FORUM. 1997 Jul; 13(1):6-7.This article describes a UNFPA-funded program for PLAFAM, a family planning (FP) association in Venezuela. The small grant allowed for the expansion of FP and reproductive health services in Ocumare and Cua, both outside Caracas. The locations each had a population of almost 100,000 persons who were mostly below the poverty level. In the entire country, it is estimated that 7.7 million people live in relative poverty and 8.2 million live in critical poverty. Almost 3 million are of middle class, and 1.6 million are of upper class. The Ocumare clinic opened in May 1995. A campaign, with information about hours of operation, location, and services provided, preceded the opening. Loudspeakers announced its opening in nearby neighborhoods. The municipal government cooperated by providing space next to a Red Cross center and purchasing necessary equipment.
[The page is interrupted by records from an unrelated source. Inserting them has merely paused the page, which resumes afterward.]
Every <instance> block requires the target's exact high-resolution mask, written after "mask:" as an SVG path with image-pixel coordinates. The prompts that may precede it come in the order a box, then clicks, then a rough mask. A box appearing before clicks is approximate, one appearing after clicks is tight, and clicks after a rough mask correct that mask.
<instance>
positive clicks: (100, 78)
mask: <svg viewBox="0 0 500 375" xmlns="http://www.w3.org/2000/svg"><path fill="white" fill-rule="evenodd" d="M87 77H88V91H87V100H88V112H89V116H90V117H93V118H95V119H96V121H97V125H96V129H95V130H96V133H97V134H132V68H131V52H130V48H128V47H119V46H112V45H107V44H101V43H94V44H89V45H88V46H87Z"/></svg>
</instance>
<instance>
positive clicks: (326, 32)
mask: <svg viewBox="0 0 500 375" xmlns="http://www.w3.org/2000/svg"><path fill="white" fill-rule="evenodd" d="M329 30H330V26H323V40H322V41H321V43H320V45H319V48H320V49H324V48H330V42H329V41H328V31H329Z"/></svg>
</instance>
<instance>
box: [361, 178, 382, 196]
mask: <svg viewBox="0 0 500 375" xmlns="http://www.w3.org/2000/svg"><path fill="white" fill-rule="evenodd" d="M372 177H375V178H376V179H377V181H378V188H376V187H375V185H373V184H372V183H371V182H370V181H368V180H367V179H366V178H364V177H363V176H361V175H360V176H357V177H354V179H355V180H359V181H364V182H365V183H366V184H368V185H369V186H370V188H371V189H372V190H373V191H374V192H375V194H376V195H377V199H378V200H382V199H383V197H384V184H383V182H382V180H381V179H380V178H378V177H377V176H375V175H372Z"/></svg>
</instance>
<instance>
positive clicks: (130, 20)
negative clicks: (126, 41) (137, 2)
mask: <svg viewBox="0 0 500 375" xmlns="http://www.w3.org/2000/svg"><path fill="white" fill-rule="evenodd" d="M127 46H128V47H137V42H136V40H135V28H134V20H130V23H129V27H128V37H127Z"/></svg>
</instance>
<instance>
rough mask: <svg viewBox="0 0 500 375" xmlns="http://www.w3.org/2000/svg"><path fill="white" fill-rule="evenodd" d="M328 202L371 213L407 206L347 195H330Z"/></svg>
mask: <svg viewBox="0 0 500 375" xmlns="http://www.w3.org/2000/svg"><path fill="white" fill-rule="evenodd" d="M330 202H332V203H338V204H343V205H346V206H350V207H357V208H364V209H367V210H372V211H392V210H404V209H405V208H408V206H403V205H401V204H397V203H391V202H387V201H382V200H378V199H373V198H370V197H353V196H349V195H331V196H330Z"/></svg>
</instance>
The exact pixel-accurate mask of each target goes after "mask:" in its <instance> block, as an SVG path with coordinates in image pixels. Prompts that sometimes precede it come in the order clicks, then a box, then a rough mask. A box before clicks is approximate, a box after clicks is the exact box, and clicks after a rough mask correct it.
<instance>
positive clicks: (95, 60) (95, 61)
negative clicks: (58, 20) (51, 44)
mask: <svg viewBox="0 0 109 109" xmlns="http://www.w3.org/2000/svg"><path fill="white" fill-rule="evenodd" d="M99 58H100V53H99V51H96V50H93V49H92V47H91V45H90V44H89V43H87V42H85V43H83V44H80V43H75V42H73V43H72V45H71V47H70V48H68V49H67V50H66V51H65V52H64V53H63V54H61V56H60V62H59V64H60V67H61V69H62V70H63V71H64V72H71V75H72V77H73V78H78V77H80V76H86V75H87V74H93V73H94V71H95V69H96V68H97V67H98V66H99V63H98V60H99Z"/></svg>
During the first 2 years of operation, the clinic registered 1371 new FP acceptors and provided 3535 consultations, 382 cytological exams, 20 biopsies for cancers, and 529 referrals. PLAFAM also organized a series of talks and seminars for the local community. The establishment of the Cua Clinic was not as smooth. The location was changed due to public transportation problems, staff problems, and lack of local support. The new location was within a women's organization, which offered a variety of income-generation courses serving about 25,000 community women/year. The community learned about the new clinic from volunteer promoters, the local mass media, and women's groups. Client interest in the services was significantly improved with the new location. Funding for both clinics ended in November 1996. The clinics set up a fee system and are partially self-sustaining, but need the help of local agencies.